Saturday, November 21, 2009

In the Valley

Today is one of those sad days. In the cycle of living abroad, there are up days and down days. Today is a down day.

My Chinese lesson was excellent though. I was able to answer 5 questions about my childhood in a full story paragraph talking about my mother being afraid of me going to school on a school bus and getting lost at the age of 5 not knowing any Chinese and looking Chinese, talking about being yearbook editor in high school and not having a boyfriend, talking about making mud pies and going swimming in the front yard pond to gather clay at the bottom to make pots, the Alabama sun as the drying oven, and talking about the different animals we had on our farm. I was also able to listen to a joke on chinesepod and watch a Chinese cartoon before class and retell the joke and what the cartoon was about.

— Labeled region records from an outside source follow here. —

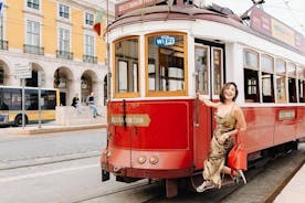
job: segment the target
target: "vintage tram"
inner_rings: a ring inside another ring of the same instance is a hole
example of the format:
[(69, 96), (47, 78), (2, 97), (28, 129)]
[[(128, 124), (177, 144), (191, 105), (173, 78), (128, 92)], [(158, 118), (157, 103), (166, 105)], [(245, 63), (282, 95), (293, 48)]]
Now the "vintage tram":
[[(250, 20), (249, 20), (250, 19)], [(305, 137), (305, 43), (302, 34), (255, 6), (241, 19), (213, 4), (129, 0), (107, 26), (109, 98), (102, 179), (177, 180), (202, 171), (213, 111), (196, 94), (218, 100), (235, 82), (248, 122), (248, 158), (294, 149)]]

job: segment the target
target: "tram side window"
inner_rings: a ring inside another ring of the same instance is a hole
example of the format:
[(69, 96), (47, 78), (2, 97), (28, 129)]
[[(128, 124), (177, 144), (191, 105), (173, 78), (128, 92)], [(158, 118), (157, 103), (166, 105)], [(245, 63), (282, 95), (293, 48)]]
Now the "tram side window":
[(222, 84), (222, 50), (221, 49), (213, 49), (212, 51), (213, 56), (213, 94), (219, 95)]
[(288, 75), (288, 98), (290, 103), (297, 103), (296, 96), (296, 65), (293, 63), (287, 64)]
[(286, 103), (286, 63), (283, 60), (276, 60), (276, 101)]
[(185, 88), (185, 35), (179, 33), (150, 34), (148, 51), (148, 92), (181, 92)]
[(38, 90), (36, 89), (25, 89), (25, 109), (27, 110), (38, 110)]
[(115, 92), (138, 93), (138, 39), (115, 42)]
[(244, 99), (245, 103), (260, 103), (259, 54), (244, 51)]
[(271, 56), (262, 55), (261, 70), (262, 70), (262, 96), (263, 103), (274, 103), (274, 60)]
[(8, 93), (8, 95), (6, 95), (8, 97), (8, 99), (11, 100), (10, 103), (10, 110), (21, 110), (21, 90), (20, 89), (10, 89), (11, 93)]
[(196, 66), (196, 89), (197, 92), (209, 94), (209, 49), (207, 46), (194, 46), (194, 66)]
[(298, 68), (298, 99), (305, 103), (305, 67)]
[(0, 67), (0, 85), (4, 84), (4, 71)]

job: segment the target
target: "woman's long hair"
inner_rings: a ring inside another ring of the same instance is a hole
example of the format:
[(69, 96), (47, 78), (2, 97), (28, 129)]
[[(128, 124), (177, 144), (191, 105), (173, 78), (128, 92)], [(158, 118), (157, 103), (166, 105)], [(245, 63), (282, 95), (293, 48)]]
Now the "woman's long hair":
[(234, 83), (234, 82), (229, 82), (229, 83), (225, 83), (221, 90), (220, 90), (220, 94), (219, 94), (219, 99), (221, 103), (224, 103), (225, 100), (225, 97), (224, 97), (224, 89), (230, 86), (230, 85), (233, 85), (235, 87), (235, 96), (233, 97), (233, 100), (236, 100), (238, 96), (239, 96), (239, 89), (238, 89), (238, 85)]

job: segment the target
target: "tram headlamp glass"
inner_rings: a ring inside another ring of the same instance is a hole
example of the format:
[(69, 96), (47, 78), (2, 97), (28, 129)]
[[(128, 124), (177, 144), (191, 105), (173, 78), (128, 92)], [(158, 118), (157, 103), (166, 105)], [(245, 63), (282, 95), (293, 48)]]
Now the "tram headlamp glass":
[(159, 162), (159, 159), (156, 156), (152, 156), (149, 158), (149, 163), (150, 164), (157, 164)]
[(144, 164), (145, 162), (146, 162), (146, 157), (145, 156), (138, 157), (138, 163), (139, 164)]

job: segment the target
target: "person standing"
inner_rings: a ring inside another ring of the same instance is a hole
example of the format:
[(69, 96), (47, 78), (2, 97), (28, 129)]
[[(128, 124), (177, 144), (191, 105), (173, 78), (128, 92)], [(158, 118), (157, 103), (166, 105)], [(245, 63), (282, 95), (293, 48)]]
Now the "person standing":
[(73, 106), (77, 110), (77, 113), (81, 114), (81, 105), (80, 105), (80, 98), (78, 98), (78, 94), (77, 93), (72, 98), (71, 106)]
[(217, 127), (211, 140), (211, 149), (208, 159), (204, 161), (203, 179), (197, 192), (203, 192), (211, 188), (221, 188), (221, 172), (231, 174), (233, 180), (242, 179), (246, 183), (245, 177), (241, 170), (234, 170), (227, 165), (225, 159), (234, 145), (233, 137), (239, 130), (244, 131), (246, 124), (243, 111), (235, 104), (239, 90), (235, 83), (227, 83), (221, 89), (220, 101), (213, 103), (199, 95), (199, 100), (204, 105), (217, 108), (214, 119)]
[(76, 94), (73, 98), (72, 98), (72, 104), (71, 106), (73, 106), (74, 108), (77, 108), (80, 105), (80, 98), (78, 98), (78, 94)]
[(94, 104), (94, 93), (91, 93), (91, 95), (87, 97), (87, 104), (92, 109), (94, 118), (96, 118), (96, 116), (101, 116), (97, 111), (97, 106)]

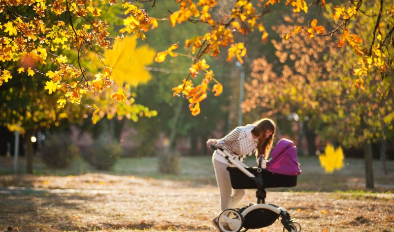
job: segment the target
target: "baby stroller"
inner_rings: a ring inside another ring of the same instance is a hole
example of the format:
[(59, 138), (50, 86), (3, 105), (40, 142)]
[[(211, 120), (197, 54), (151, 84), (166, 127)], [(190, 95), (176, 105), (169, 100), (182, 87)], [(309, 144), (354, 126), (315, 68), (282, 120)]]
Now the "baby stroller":
[(266, 227), (279, 217), (284, 232), (301, 231), (301, 226), (294, 222), (294, 219), (291, 219), (286, 209), (265, 203), (265, 188), (294, 187), (297, 184), (297, 176), (301, 170), (296, 148), (292, 141), (282, 139), (278, 142), (271, 153), (271, 158), (267, 163), (266, 169), (261, 168), (263, 157), (259, 161), (258, 167), (250, 168), (235, 159), (234, 155), (229, 151), (212, 144), (210, 146), (230, 164), (227, 170), (233, 188), (257, 189), (257, 203), (250, 203), (242, 208), (229, 208), (220, 213), (218, 222), (222, 232), (245, 232)]

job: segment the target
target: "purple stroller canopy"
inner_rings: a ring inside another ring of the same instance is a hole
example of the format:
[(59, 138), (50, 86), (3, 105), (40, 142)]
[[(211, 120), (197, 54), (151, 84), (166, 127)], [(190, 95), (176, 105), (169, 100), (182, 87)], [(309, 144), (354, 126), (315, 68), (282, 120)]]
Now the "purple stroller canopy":
[(293, 141), (282, 139), (271, 152), (271, 159), (267, 163), (267, 170), (279, 174), (297, 175), (299, 169), (297, 148)]

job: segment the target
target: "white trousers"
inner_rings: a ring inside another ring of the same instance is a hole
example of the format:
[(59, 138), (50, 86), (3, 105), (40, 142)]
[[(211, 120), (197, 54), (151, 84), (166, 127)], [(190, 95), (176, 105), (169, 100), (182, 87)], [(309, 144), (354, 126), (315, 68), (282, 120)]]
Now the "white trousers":
[(245, 189), (233, 189), (231, 188), (230, 174), (226, 169), (229, 167), (228, 164), (219, 162), (213, 158), (212, 164), (220, 194), (221, 210), (235, 208), (245, 195)]

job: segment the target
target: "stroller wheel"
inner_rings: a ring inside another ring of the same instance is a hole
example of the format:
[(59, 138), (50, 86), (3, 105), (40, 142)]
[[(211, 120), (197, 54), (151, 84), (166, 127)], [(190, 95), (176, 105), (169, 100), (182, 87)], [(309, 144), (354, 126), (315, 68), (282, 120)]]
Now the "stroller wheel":
[(243, 218), (235, 209), (225, 209), (219, 215), (218, 224), (223, 232), (238, 232), (242, 228)]
[(301, 225), (297, 222), (291, 222), (289, 223), (289, 227), (290, 230), (287, 229), (286, 227), (283, 228), (283, 232), (299, 232), (301, 231)]

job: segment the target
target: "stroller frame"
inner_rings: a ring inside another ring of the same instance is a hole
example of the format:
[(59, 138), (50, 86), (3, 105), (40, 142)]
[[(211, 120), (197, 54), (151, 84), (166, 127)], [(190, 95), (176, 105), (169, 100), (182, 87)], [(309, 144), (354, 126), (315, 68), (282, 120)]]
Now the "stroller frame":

I feel though that my spoken Chinese has hit a wall. Everyday, I have been studying how to recognize characters and have been typing different dialogues and homework on the computer, but my spoken Chinese has taken a hit. I stutter along. I wonder if my brain can't do both at the same time. At some point everything will come together, right?

Back to the down day. Why today?

Well in a world where I spend a lot of time with students or had a week with a bit too much socializing, I need a break and just want to sit cooped up in the house knitting and having a Star Wars' marathon, eating ramen water heated by an electric kettle because my gas tank went empty the night before while cooking a bean soup. Cooped up is not a positive thing. It feels like being an old person like my grandmother when I was living with her. That world revolved around meals, TV shows, naps, when the mail arrived, and then bedtime. It had a quiet restless unproductive feel to it. But there are times during the week that I too feel the need for such a day but then once the day is over it feels not so good.

I did leave the house once today to have dinner at the restaurant mall, four stories of restaurants, had a plate of sizzling noodles, and eavesdropped on a couple with whom I was sharing a table with in the crowded restaurant. They spoke of the food, spicy, sweet. They spoke of the weather and of what majors are good to do in college. It was small talk boring talk but I understood it. If that is all couples talk about then the language barrier wouldn't be a problem if I wanted to date someone Chinese. I bought 50 miniature oranges from one of the many vendors pushing bikes around with baskets full of mini fruit. I ate candied strawberries on a stick and stopped at the new bakery where the workers speak English. Chinese bread tends to be sweet even the ones they claim are salty.

Now I am back home working on a blue striped sock.

Tomorrow will be another day. I've been invited on a bike ride. The people I went to Henan with during the summer will all be back in Xifeng for a week. It will be warming to my heart to be reunited with all of them.